Procura Generale dello Sport, Michele Bulanti, Paolo Seppi, Gianluca Grigoletto, non costituiti in giudizio;

per l'annullamento

della decisione n. 67 dell'anno 2018 (Prot. 00777/2018), assunta in data 31 luglio 2018 e depositata con le relative motivazioni in data 3/10/2018, con cui il Collegio di Garanzia dello Sport presso il C.O.N.I. – Sezioni Unite ha accolto il ricorso dei signori OMISSIS, OMISSIS, OMISSIS, OMISSIS, OMISSIS e OMISSIS;

Visti il ricorso e i relativi allegati;

Visti gli atti di costituzione in giudizio dei sigg.ri OMISSIS, OMISSIS, OMISSIS, OMISSIS, OMISSIS, OMISSIS e del C.O.N.I.;

Visti tutti gli atti della causa;

Relatore nell'udienza pubblica del giorno 17 dicembre 2021 il cons. Anna Maria Verlengia e uditi per le parti i difensori come specificato nel verbale;

Ritenuto e considerato in fatto e diritto quanto segue.

FATTO

Con ricorso, spedito per la notifica il 3 dicembre 2018 e depositato il successivo 14 dicembre, la Federazione Italiana Sport Invernali (d’ora in poi FISI) ha impugnato la decisione meglio descritta in epigrafe con la quale il Collegio di Garanzia dello Sport ha accolto il ricorso dei signori  OMISSIS, OMISSIS, OMISSIS, OMISSIS, OMISSIS e OMISSIS, tutti già istruttori nazionali di sci alpino, avverso le prove tecniche sostenute in sede di conferma tecnica triennale, tanto nella sessione ordinaria che in quella di recupero, ed i giudizi di non sufficiente loro attribuiti dalla Commissione d’esame.

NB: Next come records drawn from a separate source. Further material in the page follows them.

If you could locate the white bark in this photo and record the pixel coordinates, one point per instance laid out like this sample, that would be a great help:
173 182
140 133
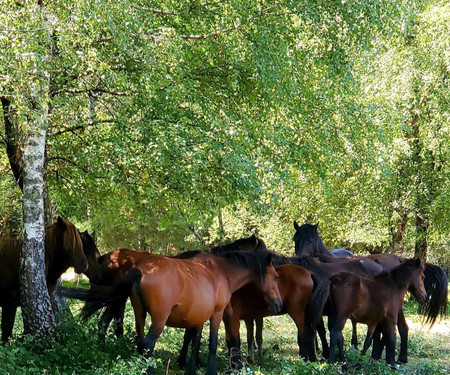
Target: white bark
37 312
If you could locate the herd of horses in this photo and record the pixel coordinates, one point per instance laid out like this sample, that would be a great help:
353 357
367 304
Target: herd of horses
242 280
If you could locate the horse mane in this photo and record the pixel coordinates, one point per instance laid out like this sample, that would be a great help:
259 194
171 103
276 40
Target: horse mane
256 262
307 234
10 248
89 246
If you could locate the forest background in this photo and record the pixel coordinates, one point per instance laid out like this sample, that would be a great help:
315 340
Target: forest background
177 125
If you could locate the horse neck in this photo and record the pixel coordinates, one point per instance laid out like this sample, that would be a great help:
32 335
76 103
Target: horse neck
321 249
237 276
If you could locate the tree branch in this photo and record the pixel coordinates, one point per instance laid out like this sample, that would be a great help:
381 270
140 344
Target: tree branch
225 31
12 144
156 11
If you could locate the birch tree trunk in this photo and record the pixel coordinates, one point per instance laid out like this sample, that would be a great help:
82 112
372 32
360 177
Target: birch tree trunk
37 312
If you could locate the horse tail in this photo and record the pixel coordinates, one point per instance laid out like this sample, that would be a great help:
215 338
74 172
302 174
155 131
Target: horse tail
98 297
436 286
313 317
314 308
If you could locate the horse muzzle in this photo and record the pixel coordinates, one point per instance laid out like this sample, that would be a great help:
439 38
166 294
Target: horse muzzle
81 267
275 306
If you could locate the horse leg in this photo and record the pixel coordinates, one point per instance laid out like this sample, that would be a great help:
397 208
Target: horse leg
187 338
259 327
232 324
378 344
8 318
196 335
323 339
368 340
250 340
214 323
389 333
103 324
354 335
403 332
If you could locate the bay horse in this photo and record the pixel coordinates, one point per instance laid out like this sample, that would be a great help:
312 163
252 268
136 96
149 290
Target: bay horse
309 243
112 272
94 273
372 301
63 249
297 290
184 293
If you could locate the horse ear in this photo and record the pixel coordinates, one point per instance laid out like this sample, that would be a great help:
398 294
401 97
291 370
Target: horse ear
60 222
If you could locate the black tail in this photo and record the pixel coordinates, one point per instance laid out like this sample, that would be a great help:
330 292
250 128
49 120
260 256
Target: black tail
436 286
97 296
320 294
313 316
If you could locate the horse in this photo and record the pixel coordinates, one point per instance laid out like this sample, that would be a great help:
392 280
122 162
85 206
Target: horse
112 274
297 290
185 293
372 301
308 243
63 249
92 254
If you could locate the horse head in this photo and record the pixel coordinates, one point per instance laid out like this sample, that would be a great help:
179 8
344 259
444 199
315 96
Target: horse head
269 287
416 285
68 241
307 240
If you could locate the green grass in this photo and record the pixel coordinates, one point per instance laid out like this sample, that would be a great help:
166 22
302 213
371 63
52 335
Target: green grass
76 350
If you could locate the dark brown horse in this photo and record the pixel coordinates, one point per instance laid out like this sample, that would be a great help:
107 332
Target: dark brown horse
309 244
296 286
185 293
372 301
63 249
112 274
94 273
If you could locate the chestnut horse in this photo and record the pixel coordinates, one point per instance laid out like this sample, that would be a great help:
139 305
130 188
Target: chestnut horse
184 293
296 286
112 274
63 249
372 301
309 243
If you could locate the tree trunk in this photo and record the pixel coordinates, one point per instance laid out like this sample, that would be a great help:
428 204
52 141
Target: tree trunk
37 312
398 235
421 245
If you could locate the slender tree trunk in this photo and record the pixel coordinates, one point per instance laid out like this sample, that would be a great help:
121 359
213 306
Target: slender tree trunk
37 311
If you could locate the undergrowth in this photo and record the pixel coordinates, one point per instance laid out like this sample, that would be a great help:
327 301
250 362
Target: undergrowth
75 349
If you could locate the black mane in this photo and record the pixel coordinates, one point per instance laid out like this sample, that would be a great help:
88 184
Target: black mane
89 246
255 261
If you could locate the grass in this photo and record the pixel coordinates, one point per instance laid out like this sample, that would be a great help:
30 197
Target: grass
76 350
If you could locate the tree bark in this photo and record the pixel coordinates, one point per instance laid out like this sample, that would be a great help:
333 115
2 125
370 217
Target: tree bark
12 138
37 311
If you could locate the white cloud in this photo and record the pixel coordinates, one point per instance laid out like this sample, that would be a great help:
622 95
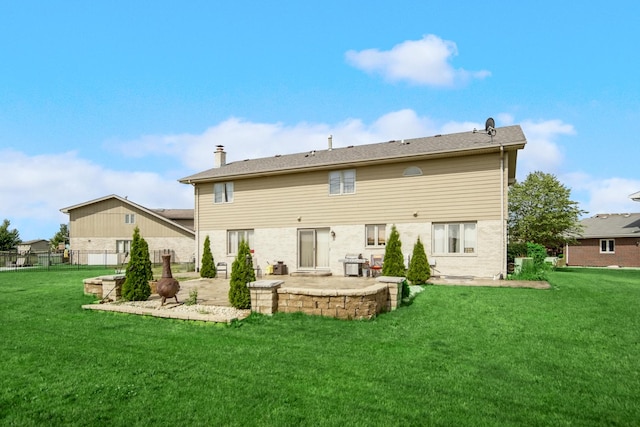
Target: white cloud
41 185
542 152
602 195
422 62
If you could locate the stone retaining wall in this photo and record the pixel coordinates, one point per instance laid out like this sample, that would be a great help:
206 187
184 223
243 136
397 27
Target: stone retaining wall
103 286
269 297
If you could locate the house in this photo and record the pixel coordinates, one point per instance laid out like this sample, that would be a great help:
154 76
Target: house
104 228
309 210
38 245
607 239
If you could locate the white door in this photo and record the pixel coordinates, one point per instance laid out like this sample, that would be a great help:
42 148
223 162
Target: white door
313 248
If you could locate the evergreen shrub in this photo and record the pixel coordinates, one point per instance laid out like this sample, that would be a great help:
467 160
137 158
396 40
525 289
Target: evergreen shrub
138 273
241 274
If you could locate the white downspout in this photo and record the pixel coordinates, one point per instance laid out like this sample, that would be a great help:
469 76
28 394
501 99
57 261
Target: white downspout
196 226
503 252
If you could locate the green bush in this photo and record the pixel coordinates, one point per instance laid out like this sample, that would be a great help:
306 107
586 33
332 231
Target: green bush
241 274
419 269
208 266
536 269
136 286
393 264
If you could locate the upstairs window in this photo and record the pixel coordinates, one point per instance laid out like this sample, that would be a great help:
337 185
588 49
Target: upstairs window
455 238
223 192
376 234
607 246
342 182
123 246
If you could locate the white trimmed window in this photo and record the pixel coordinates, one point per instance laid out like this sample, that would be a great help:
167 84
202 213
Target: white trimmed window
376 234
607 246
342 182
234 237
455 238
223 192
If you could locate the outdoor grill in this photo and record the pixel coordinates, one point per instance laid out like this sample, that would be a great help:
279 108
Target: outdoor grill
352 264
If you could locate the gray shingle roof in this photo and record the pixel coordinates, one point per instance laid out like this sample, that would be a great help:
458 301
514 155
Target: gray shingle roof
510 137
611 225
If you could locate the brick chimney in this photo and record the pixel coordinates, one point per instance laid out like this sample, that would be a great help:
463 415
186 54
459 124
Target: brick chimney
219 157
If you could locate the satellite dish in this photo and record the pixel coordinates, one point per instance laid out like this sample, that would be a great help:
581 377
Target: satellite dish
490 126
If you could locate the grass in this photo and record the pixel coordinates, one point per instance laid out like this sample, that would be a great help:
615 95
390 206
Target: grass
455 356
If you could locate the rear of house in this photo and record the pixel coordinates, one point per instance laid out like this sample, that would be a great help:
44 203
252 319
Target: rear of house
309 210
102 230
607 240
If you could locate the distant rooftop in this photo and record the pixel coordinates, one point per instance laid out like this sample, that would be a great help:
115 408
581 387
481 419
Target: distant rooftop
611 225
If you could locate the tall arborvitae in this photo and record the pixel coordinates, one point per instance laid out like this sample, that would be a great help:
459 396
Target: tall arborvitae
393 264
419 269
207 267
241 274
136 286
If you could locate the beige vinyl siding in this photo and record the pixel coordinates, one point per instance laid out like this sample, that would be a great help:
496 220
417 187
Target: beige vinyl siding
454 189
107 219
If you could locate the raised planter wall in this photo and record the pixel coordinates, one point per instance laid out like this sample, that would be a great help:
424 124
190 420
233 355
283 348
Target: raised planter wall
269 297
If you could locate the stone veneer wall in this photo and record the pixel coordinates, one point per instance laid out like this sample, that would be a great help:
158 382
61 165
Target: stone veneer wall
269 297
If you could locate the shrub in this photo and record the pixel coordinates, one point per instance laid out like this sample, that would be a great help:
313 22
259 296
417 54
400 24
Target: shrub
393 264
419 269
208 266
536 269
241 274
136 286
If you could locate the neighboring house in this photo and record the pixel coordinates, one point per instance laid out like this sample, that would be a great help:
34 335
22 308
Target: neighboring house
106 224
309 210
38 245
607 239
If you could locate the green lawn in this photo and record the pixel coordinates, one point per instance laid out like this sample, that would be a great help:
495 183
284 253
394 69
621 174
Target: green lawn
455 356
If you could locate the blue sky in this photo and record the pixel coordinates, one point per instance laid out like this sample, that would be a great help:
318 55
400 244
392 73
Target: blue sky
127 97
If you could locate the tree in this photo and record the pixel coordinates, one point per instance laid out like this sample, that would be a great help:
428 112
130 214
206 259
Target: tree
136 285
393 259
62 236
9 239
207 267
540 211
241 274
419 269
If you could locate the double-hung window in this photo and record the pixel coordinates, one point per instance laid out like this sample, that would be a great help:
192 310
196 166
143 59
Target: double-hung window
123 246
223 192
234 237
607 246
455 238
342 182
376 234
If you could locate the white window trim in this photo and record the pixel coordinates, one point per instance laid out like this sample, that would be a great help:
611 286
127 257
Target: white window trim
446 241
341 175
234 251
608 245
376 231
226 192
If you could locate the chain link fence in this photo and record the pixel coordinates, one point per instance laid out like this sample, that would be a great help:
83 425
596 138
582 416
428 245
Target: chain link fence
73 259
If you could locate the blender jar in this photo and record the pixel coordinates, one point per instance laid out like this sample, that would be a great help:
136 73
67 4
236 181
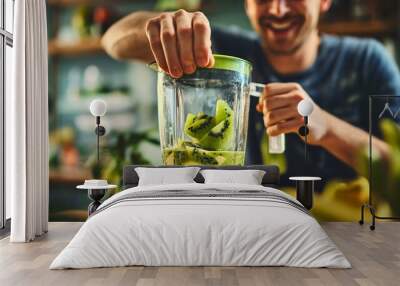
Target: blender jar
203 117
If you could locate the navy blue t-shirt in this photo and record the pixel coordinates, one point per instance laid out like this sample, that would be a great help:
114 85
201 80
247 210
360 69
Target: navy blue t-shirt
346 71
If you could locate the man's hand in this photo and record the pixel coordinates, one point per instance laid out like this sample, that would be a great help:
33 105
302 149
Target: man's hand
279 106
180 41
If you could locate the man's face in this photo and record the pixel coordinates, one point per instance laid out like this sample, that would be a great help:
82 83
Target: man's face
285 25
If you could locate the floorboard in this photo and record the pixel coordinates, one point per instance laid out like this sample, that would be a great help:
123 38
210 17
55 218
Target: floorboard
374 255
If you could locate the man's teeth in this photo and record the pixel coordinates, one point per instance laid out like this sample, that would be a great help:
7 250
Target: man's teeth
281 26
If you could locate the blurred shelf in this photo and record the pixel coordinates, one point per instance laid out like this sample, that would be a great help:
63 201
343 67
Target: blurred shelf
359 28
66 3
81 47
69 175
69 3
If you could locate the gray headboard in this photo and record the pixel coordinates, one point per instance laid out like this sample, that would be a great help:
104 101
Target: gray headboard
130 178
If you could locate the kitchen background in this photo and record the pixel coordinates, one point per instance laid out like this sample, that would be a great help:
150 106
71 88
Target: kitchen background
79 70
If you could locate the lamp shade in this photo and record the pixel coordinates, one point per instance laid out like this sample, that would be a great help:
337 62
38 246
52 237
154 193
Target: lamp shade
98 107
305 107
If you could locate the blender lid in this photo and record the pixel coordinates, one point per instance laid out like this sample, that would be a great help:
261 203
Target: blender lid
222 62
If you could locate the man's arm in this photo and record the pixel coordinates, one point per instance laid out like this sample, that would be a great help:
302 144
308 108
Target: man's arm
126 39
279 106
178 41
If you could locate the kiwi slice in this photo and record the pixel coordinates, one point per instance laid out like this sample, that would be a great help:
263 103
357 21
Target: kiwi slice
196 126
223 111
220 137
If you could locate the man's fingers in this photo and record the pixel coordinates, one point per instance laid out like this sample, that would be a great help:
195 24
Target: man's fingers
273 89
153 35
168 40
278 115
282 100
183 23
202 39
289 126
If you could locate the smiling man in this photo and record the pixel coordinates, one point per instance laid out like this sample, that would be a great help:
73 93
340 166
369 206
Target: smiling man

Espone la ricorrente che il Tribunale Federale, con decisione n. 4/2018 del 20/3/2018, aveva dichiarato inammissibile il ricorso dei suddetti istruttori, per intervenuta decadenza dal termine perentorio prescritto dall’art. 33.2 del Regolamento di Giustizia Sportiva FISI.

La Corte d’Appello, con decisione n. 9/2018 del 17/05/2018, ritenuti tempestivi i ricorsoi li aveva respinti poiché infondati nel merito ed infine il Collegio di Garanzia, andando di contrario avviso, aveva accolto il ricorso.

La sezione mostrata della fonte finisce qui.